Anche nel settore residenziale si ritrova questa tendenza all’ibridazione degli spazi, almeno parzialmente. Quando si parla di residenziale le tipologie possibili sono in realtà moltissime: abitazioni destinate alla vendita o all’affitto, co-living, senior housing, student housing… Sempre di più quello che le persone vogliono nel loro immobile sono spazi comuni di condivisione e spazi all’aperto. Inoltre, si cerca di ricavare anche negli appartamenti un piccolo ambiente di lavoro, motivo per il quale la dimensione della camera da letto, per esempio, si amplia. Questi accorgimenti fino a pochi anni fa non venivano richiesti dal mercato, oggi sì. Spetta all’architetto il compito di interpretare in modo innovativo il cambiamento.
L’attenzione al fattore umano e al contesto resta fondamentale. Quando abbiamo progettato una residenza alla Cecchignola destinata ai militari abbiamo adottato un approccio molto democratico e improntato alla socialità, nel contesto di un masterplan grande che prevede anche un parco. Abbiamo immaginato edifici sopraelevati di circa 1.5 m sul livello del terreno per fare in modo che tutti avessero dei terrazzi e nessuno un giardino privato e non creare così disuguaglianze. Volevamo che il verde fosse massimizzato e gestito al meglio, rimanendo a disposizione di tutti. Credo che gli architetti debbano proporsi di indirizzare e modellare il comportamento delle persone attraverso i loro interventi, per migliorare la vita individuale e collettiva.
Quali sono i progetti più importanti sui quali state lavorando in questo momento?

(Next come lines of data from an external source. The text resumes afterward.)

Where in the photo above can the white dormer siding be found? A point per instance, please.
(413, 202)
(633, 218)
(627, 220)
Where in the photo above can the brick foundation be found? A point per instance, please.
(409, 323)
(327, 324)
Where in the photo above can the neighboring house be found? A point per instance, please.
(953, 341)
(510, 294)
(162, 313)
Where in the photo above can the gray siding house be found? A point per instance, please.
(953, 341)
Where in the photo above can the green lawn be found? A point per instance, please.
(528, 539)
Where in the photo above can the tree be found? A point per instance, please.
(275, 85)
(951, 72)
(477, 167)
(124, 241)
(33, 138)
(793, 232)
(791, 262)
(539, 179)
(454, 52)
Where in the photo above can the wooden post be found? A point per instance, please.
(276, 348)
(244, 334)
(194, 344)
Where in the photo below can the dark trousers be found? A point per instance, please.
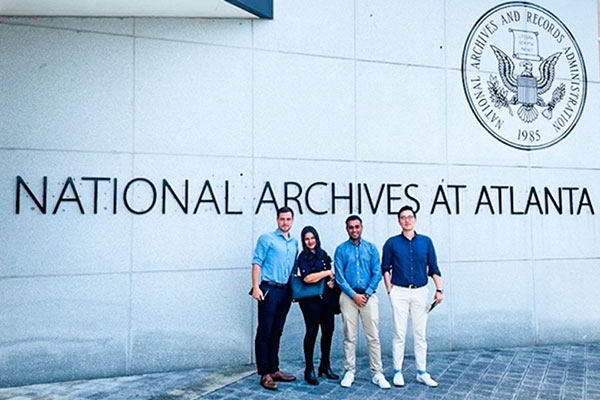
(317, 313)
(272, 312)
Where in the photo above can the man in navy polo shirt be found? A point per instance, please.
(408, 260)
(272, 264)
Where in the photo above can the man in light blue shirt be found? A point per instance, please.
(358, 272)
(273, 260)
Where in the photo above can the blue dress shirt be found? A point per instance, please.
(410, 261)
(275, 255)
(357, 268)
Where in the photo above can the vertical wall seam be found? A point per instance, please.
(129, 362)
(253, 310)
(355, 108)
(448, 221)
(534, 322)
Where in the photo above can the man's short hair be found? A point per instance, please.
(353, 218)
(283, 210)
(407, 208)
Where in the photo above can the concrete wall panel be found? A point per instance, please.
(315, 32)
(190, 319)
(184, 100)
(565, 296)
(225, 32)
(176, 240)
(55, 82)
(492, 304)
(62, 328)
(303, 107)
(66, 241)
(391, 32)
(392, 124)
(119, 26)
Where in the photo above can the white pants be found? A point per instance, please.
(369, 315)
(414, 302)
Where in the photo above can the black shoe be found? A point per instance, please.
(310, 377)
(328, 373)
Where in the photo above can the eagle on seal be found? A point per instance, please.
(526, 87)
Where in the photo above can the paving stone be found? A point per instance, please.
(567, 372)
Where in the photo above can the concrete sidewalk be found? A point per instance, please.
(566, 372)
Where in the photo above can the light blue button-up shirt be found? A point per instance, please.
(357, 267)
(275, 255)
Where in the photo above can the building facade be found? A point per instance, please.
(142, 158)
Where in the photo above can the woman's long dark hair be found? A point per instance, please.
(319, 252)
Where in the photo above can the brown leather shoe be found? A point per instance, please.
(267, 382)
(283, 377)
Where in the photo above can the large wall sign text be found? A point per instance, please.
(111, 195)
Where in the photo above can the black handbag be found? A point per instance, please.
(302, 290)
(331, 297)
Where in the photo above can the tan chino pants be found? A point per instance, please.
(369, 315)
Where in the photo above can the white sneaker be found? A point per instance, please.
(426, 379)
(398, 379)
(379, 380)
(348, 379)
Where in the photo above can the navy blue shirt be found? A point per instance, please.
(410, 261)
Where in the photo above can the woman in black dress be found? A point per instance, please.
(315, 264)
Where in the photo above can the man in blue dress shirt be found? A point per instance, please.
(358, 273)
(273, 260)
(411, 259)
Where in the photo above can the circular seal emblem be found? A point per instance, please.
(524, 75)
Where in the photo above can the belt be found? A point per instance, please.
(411, 286)
(273, 284)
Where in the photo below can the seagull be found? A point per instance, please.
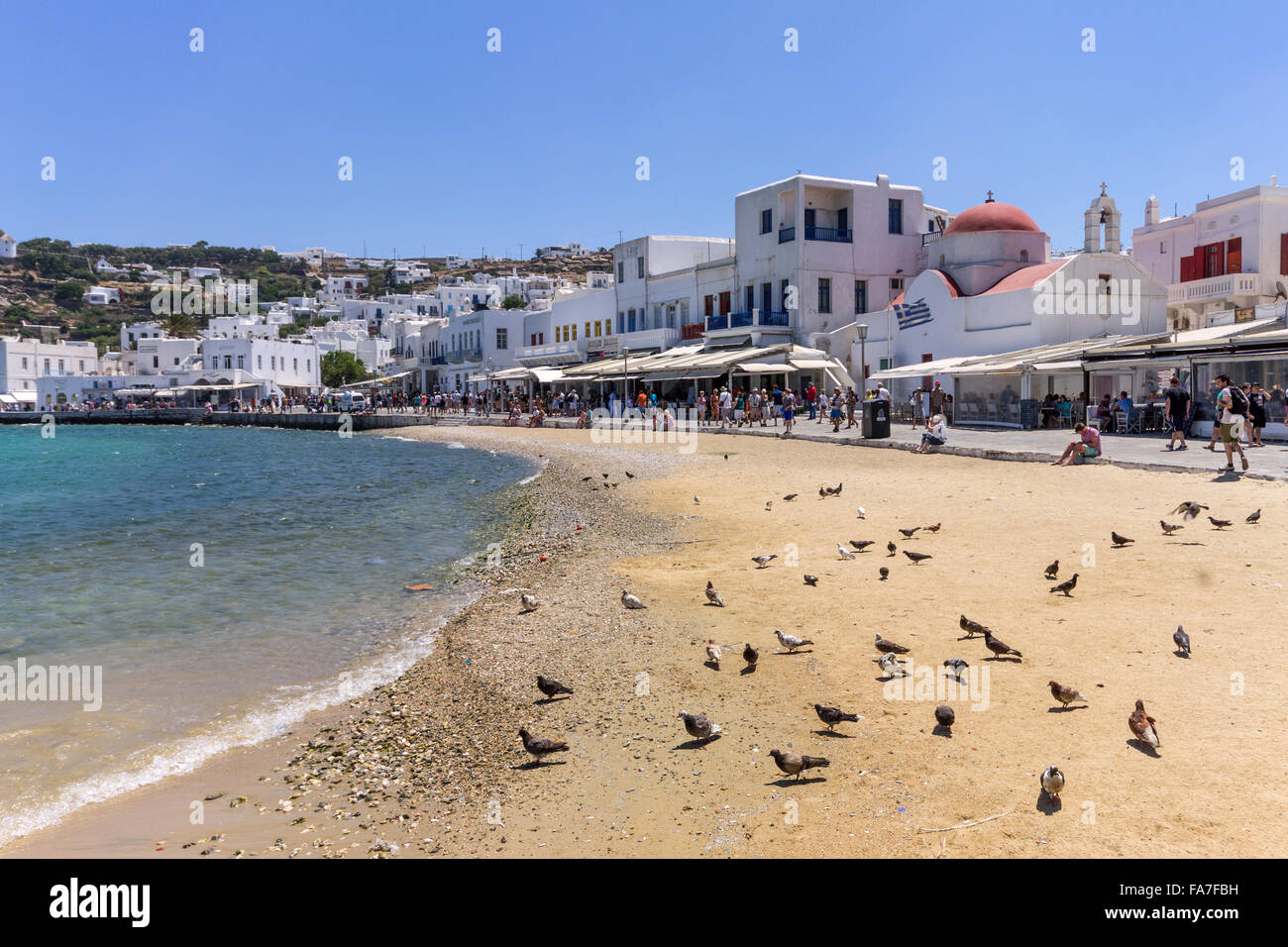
(887, 647)
(699, 725)
(791, 642)
(550, 686)
(997, 646)
(1144, 725)
(833, 715)
(797, 763)
(540, 746)
(1190, 509)
(956, 665)
(890, 665)
(1067, 586)
(1065, 694)
(1052, 781)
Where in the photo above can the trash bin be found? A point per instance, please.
(876, 419)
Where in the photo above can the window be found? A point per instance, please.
(896, 215)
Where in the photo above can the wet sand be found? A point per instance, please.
(432, 764)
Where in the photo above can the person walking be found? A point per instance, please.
(1177, 410)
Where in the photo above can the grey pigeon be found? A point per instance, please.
(887, 647)
(997, 646)
(540, 746)
(699, 725)
(833, 715)
(1067, 586)
(550, 686)
(797, 763)
(1052, 781)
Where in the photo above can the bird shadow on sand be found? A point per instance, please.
(1047, 802)
(793, 781)
(697, 744)
(1142, 748)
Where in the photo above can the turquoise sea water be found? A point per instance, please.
(292, 598)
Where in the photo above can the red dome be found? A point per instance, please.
(992, 215)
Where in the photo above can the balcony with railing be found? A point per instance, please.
(833, 235)
(1214, 287)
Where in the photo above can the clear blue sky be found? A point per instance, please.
(456, 149)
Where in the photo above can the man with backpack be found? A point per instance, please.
(1234, 411)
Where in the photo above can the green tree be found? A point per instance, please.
(342, 368)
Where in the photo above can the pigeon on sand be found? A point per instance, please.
(791, 642)
(833, 715)
(1067, 586)
(1144, 725)
(797, 763)
(997, 646)
(550, 686)
(1065, 694)
(1052, 781)
(540, 746)
(699, 725)
(887, 647)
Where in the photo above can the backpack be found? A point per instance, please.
(1237, 401)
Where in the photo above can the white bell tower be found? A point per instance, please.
(1103, 213)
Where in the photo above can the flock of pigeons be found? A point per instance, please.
(1142, 727)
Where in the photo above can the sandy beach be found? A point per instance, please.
(432, 764)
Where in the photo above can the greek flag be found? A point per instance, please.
(912, 315)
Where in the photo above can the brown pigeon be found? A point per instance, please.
(1065, 694)
(540, 746)
(797, 763)
(1142, 725)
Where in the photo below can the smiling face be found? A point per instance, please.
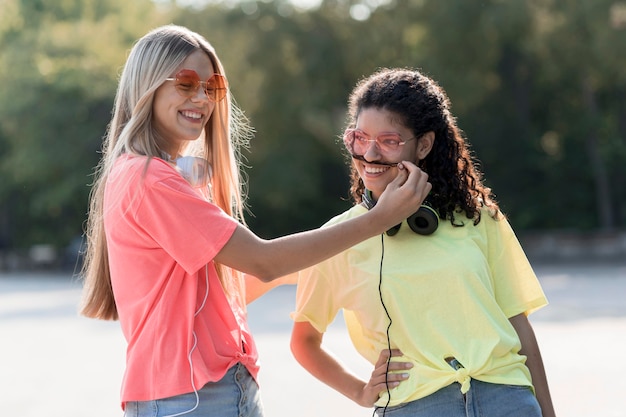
(180, 119)
(375, 122)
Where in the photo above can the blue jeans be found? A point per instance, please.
(236, 394)
(482, 400)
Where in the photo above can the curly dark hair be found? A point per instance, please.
(423, 106)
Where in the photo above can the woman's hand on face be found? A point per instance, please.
(386, 375)
(404, 195)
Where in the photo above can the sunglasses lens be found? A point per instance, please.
(186, 85)
(216, 87)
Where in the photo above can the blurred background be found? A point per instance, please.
(538, 86)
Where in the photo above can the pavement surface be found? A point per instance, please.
(54, 363)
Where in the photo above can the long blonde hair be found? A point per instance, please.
(152, 59)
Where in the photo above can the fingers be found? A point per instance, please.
(388, 374)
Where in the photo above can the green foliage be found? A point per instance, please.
(538, 87)
(59, 65)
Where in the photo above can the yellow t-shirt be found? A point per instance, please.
(449, 294)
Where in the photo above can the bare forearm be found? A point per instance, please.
(269, 259)
(534, 362)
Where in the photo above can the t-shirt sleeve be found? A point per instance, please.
(189, 228)
(517, 289)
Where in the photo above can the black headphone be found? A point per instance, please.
(423, 222)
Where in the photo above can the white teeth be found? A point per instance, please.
(191, 114)
(375, 170)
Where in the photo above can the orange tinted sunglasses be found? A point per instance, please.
(187, 83)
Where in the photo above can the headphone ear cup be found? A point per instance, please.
(394, 230)
(424, 221)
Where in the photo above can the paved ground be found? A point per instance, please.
(54, 363)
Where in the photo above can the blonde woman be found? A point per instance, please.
(166, 234)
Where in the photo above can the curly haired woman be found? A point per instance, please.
(439, 303)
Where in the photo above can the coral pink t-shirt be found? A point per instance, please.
(162, 237)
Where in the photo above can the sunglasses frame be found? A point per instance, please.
(215, 88)
(349, 140)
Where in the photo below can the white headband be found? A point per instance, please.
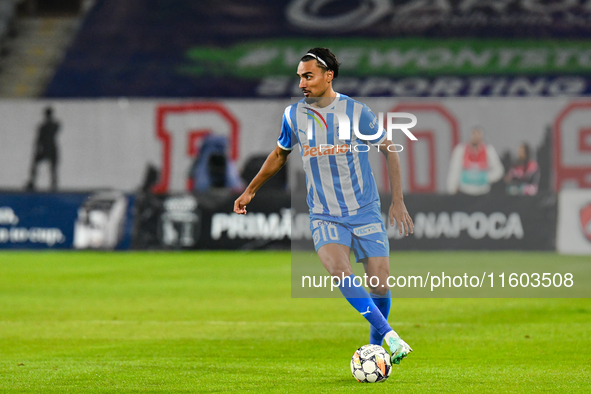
(317, 58)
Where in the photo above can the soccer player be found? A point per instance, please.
(342, 193)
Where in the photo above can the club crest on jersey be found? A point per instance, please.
(585, 216)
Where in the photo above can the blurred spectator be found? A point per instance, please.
(45, 149)
(212, 169)
(524, 176)
(474, 166)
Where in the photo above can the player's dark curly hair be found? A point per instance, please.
(325, 54)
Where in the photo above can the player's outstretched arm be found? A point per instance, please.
(397, 209)
(271, 166)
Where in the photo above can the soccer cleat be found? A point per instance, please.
(398, 348)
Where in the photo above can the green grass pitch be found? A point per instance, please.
(225, 322)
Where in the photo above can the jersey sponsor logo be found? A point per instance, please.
(325, 150)
(368, 229)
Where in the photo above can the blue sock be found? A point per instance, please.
(383, 303)
(359, 298)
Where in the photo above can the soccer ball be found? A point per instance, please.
(370, 364)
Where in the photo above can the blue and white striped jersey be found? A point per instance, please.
(339, 178)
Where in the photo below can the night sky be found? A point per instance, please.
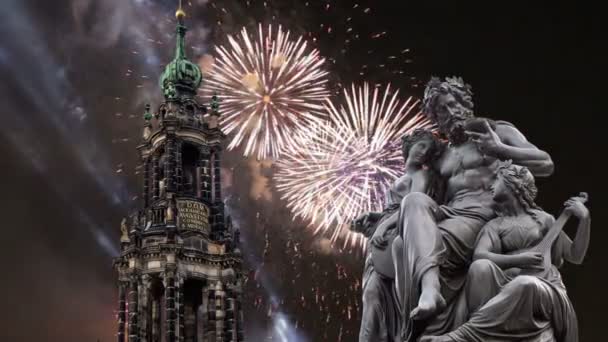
(76, 75)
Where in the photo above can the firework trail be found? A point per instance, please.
(344, 167)
(269, 86)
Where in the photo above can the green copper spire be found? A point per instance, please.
(147, 114)
(181, 77)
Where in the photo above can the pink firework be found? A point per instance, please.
(342, 168)
(270, 87)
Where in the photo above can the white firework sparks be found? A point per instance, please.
(344, 167)
(269, 87)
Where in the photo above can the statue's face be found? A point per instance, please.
(450, 115)
(500, 191)
(418, 153)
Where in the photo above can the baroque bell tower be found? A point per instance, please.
(179, 271)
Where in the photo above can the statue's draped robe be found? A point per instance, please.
(433, 235)
(380, 316)
(498, 305)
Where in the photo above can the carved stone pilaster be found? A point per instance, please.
(205, 174)
(217, 181)
(180, 309)
(155, 177)
(170, 164)
(144, 302)
(146, 174)
(220, 312)
(179, 172)
(122, 306)
(133, 310)
(170, 309)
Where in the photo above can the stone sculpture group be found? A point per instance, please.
(461, 252)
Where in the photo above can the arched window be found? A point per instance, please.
(190, 157)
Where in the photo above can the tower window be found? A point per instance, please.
(190, 157)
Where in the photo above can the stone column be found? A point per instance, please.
(218, 204)
(170, 164)
(220, 312)
(155, 331)
(146, 171)
(205, 174)
(217, 181)
(208, 328)
(180, 309)
(155, 177)
(239, 311)
(170, 309)
(133, 308)
(179, 172)
(230, 328)
(144, 299)
(122, 305)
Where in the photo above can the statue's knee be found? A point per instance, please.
(416, 199)
(524, 282)
(480, 269)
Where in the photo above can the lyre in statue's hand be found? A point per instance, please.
(576, 206)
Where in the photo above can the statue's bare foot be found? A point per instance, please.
(431, 302)
(435, 339)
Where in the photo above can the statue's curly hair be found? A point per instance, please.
(408, 140)
(452, 85)
(522, 184)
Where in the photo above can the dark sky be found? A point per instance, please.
(75, 75)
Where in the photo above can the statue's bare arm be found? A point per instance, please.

Tra i progetti più importanti ci sono sicuramente le due scuole prima citate, di cui apriremo i cantieri all’inizio del 2024; il nuovo Teatro Luxury Apartments gestito da Starhotels che comprende 160 appartamenti nel cuore di Firenze, in un luogo tutelato dall’UNESCO; un masterplan sulla Marina di Loano i cui lavori sono partiti in questi mesi; una villa di lusso in Kuwait in collaborazione con fornitori italiani; alcune caserme green destinate al Ministero della Difesa, una tipologia di progetto che potremmo definire “residenziale di servizio” visto che parte del complesso sarà anche abitato dalle famiglie dei militari. E poi ci sono molti altri progetti. Presto ne sentirete parlare.